Red lines, deadlines, and a dearth of options
One of the classic rules in child-rearing is to avoid making idle threats.
Unless Washington develops a response consistent with its previously pronounced threats, that will be the fate of the Obama administration’s national security policy.
The White House acknowledged rather reluctantly — after France, Britain, and Israel had already done so — that indeed Syria had crossed a “red line” in its use of chemical weapons in the two-year-old Syrian civil war; now what will they do about it?
The president’s hesitation and ambivalence over what to do about Syria is legitimate. The United States has few genuine options given the apparent dominance of Islamist Sunni forces among the Syrian opposition. Bomb weapons sites? Send in the ground forces needed to secure those sites? Supplying weapons to Islamist fundamentalist forces for them to capture the sites? None of these unpalatable options provides a guarantee that the chemical weapons caches will be secured.
Arab governments and their forces are not truly ready to intervene, and any action on their part will only exacerbate the internal conflicts within the Arab communities. As a result, the United States and the West have few good choices. Despite growing calls from Republicans and Democrats in Congress for action, none of their proposals is genuinely viable, especially given disclosures of a Russian-enhanced Syrian defensive capability in place.
The consequences of this crisis are twofold, and perhaps much more serious than the apparently small amount of gas used. One of the dimensions is strategic and the other is systemic. One relates to Iran and Israel, while the other to President Obama’s processes of decision making.

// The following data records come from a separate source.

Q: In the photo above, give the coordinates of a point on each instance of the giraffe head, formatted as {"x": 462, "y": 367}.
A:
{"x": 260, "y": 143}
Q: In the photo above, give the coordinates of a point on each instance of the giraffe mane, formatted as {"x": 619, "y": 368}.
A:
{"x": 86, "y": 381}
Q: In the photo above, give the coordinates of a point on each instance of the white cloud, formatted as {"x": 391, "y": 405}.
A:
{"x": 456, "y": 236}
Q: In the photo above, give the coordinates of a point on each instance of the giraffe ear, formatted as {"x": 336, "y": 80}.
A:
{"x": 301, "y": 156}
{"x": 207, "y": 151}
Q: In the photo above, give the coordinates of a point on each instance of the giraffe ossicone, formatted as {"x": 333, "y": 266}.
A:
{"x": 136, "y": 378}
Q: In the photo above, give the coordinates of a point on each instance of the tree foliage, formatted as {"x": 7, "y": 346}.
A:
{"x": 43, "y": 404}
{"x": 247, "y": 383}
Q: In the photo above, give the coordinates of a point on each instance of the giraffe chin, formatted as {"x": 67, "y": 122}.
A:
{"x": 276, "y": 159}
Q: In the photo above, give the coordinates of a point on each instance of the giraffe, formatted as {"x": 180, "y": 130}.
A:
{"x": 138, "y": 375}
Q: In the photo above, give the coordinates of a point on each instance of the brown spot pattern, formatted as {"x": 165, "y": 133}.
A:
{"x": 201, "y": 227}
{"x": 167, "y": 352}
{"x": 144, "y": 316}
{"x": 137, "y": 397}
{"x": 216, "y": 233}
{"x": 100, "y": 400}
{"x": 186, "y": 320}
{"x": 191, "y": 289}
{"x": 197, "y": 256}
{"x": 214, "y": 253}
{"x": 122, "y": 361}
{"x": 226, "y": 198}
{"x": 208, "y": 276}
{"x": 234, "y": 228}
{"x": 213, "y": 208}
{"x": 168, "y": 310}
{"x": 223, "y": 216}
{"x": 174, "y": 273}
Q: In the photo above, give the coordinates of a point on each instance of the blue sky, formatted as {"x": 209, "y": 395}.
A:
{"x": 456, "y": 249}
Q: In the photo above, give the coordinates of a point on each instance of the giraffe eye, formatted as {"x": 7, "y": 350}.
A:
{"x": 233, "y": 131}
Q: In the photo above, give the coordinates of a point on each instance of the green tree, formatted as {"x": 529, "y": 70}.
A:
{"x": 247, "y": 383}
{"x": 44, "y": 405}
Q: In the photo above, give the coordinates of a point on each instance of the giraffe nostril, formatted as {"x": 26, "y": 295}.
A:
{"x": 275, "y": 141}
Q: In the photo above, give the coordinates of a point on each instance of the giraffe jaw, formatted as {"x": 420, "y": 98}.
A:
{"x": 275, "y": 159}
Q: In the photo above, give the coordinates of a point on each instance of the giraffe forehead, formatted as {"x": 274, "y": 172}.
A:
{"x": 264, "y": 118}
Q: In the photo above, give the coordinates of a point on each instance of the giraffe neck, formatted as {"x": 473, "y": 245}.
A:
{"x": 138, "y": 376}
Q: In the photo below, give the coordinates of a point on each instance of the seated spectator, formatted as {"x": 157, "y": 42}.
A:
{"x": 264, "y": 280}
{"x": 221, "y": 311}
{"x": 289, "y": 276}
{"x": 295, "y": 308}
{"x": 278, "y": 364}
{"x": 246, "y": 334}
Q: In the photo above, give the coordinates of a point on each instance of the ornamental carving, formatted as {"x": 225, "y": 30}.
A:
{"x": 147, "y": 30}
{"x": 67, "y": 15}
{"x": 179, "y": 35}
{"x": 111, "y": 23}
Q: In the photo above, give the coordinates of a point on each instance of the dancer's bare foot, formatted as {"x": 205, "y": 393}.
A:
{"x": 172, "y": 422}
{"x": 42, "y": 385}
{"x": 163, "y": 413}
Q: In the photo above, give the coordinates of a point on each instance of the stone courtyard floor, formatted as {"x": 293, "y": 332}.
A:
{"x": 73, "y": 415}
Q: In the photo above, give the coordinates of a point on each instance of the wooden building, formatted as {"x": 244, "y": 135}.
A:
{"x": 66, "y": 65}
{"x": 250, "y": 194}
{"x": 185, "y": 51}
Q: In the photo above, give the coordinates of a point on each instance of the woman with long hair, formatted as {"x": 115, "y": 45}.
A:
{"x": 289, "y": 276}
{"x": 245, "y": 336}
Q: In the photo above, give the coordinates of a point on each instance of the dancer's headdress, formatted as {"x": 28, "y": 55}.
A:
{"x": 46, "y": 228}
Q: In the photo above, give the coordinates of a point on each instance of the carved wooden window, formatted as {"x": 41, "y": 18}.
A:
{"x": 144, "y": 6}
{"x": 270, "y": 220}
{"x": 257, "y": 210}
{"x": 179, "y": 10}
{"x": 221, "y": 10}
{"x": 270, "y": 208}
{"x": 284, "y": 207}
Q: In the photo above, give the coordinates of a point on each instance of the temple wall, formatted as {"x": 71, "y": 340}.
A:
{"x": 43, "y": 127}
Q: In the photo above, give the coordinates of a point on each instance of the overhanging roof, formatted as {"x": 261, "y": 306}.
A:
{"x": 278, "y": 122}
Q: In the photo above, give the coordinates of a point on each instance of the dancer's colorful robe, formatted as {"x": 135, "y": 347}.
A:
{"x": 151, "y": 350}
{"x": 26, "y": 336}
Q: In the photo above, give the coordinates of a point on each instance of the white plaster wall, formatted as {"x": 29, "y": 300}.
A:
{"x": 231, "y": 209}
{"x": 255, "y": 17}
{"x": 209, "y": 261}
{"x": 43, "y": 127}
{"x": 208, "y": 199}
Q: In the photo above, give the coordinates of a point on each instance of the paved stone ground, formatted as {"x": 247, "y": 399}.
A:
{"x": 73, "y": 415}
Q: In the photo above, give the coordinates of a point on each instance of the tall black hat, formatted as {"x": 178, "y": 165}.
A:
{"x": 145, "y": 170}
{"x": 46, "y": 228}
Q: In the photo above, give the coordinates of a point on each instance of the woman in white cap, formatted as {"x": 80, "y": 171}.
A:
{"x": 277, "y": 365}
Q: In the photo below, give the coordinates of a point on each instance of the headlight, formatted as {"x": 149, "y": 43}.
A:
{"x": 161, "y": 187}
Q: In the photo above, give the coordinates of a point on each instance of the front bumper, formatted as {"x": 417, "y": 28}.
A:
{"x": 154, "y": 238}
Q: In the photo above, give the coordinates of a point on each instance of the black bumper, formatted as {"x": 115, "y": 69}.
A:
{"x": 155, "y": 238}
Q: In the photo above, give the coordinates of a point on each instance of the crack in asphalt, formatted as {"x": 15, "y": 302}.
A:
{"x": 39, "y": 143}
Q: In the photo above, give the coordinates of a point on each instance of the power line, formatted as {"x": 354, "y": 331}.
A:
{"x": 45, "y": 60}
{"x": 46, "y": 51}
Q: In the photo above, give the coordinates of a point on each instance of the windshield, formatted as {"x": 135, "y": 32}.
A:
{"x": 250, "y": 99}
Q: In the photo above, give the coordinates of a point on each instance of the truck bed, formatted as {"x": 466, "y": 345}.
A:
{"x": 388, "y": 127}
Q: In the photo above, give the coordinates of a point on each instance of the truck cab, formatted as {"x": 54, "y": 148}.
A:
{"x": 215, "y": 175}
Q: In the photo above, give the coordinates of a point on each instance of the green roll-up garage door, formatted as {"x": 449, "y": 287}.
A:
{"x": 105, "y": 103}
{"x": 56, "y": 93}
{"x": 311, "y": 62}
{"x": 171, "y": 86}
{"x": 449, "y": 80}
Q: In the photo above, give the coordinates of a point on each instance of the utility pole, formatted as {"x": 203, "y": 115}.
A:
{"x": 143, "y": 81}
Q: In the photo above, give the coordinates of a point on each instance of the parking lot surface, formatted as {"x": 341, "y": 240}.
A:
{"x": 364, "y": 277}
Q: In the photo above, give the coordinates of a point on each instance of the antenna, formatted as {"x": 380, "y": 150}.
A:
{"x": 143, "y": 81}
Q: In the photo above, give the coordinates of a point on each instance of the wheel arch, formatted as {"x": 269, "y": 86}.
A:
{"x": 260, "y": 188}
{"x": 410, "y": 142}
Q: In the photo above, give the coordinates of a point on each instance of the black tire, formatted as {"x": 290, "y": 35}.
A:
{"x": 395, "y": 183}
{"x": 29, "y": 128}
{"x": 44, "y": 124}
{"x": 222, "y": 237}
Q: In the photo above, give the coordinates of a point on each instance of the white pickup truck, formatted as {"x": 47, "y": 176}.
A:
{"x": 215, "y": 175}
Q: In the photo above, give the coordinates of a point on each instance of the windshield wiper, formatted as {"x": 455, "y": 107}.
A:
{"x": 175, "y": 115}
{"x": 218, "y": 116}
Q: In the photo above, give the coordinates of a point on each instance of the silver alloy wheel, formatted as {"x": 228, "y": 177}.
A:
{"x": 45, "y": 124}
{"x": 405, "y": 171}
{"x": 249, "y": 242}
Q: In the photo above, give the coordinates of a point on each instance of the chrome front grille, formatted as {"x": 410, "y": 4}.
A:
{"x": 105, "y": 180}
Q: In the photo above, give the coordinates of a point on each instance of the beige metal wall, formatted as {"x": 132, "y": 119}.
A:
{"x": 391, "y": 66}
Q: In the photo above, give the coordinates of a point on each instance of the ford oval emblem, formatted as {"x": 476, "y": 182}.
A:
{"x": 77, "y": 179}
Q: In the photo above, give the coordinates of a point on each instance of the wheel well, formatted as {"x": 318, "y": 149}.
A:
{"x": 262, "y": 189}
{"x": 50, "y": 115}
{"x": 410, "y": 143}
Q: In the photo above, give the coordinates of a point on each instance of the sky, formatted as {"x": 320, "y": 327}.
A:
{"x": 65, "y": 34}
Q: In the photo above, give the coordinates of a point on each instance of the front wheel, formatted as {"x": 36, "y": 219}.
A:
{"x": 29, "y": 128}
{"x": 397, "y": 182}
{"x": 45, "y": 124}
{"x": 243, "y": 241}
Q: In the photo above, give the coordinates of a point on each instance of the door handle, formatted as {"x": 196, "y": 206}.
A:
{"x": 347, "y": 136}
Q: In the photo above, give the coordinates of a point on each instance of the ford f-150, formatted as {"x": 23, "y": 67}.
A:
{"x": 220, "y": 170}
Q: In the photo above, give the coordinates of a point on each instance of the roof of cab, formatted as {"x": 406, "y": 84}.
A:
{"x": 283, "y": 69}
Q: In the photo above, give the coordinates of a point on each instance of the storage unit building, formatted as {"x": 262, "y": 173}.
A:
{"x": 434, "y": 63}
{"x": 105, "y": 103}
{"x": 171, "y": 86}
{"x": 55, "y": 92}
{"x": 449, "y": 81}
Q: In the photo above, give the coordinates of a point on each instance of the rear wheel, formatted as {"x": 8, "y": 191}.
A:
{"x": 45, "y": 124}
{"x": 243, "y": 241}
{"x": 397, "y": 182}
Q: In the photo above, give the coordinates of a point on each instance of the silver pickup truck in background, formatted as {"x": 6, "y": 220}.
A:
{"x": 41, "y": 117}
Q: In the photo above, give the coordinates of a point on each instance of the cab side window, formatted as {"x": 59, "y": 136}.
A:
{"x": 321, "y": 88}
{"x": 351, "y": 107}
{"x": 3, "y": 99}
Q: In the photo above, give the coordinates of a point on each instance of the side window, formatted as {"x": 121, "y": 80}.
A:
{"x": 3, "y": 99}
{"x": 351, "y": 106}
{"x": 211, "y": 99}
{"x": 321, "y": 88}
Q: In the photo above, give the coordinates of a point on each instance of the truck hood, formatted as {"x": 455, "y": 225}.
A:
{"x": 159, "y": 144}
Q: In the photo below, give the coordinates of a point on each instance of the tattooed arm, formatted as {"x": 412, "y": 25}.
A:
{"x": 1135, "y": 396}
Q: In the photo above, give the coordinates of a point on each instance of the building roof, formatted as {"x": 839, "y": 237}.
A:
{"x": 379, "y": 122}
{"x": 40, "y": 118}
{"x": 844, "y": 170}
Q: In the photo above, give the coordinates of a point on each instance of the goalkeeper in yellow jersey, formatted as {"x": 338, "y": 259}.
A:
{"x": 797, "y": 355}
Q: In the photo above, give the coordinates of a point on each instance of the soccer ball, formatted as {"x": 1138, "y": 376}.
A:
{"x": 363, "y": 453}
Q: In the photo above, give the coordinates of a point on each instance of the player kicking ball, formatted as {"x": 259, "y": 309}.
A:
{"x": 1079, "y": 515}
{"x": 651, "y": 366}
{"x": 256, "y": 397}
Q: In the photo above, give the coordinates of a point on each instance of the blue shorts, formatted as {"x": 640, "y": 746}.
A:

Clearly Obama wishes he could retract his words — although not necessarily the intent — that if Syria used weapons it would be a “game changer.” It is not that the president feels any less strongly about the matter. Rather, he recognizes that Iran, having seen the United States blink when it came to its threats against Syria, might well conclude that America’s threats concerning its own nuclear ambitions were idle. Obama offered some of the toughest talk of his administration concerning Syria and Iran, with the possible exception of his positions on Afghanistan and Al Qaida. No doubt the Pentagon and the U.S. intelligence community would rather not have these artificial red lines and deadlines shaping their responses.
The sarin revelations come at an inopportune time for the president. He has not demonstrated consistent, forceful leadership after his reelection victory. On the domestic side, he remains indecisive. This has affected his battles with Congress and even within his own party. The budget battle, sequestration, the futile cave-in on gun control, and the continuing resolution fights — even his concession on the air traffic controllers’ furlough in place of an aggressive fight with Congress on sequestration — have shown exceedingly weak presidential leadership.
For Israel, the consequences of idle threats are alarming. Israel now has reason to be concerned about how the United States will react if and when Iran approaches nuclear weapons readiness. Israel must avoid embarrassing the U.S. while ensuring its own capability to act unilaterally against Iran should that be necessary. Israel also needs to reassess the domestic consequences not only of a unilateral strike against Iran, but the traumatic effect of high casualties. If Obama’s dilemma offers no viable options, consider Netanyahu’s: learning to live with a nuclear Iran, or facing a potential military engagement with Iran, Syria, and Hizbullah.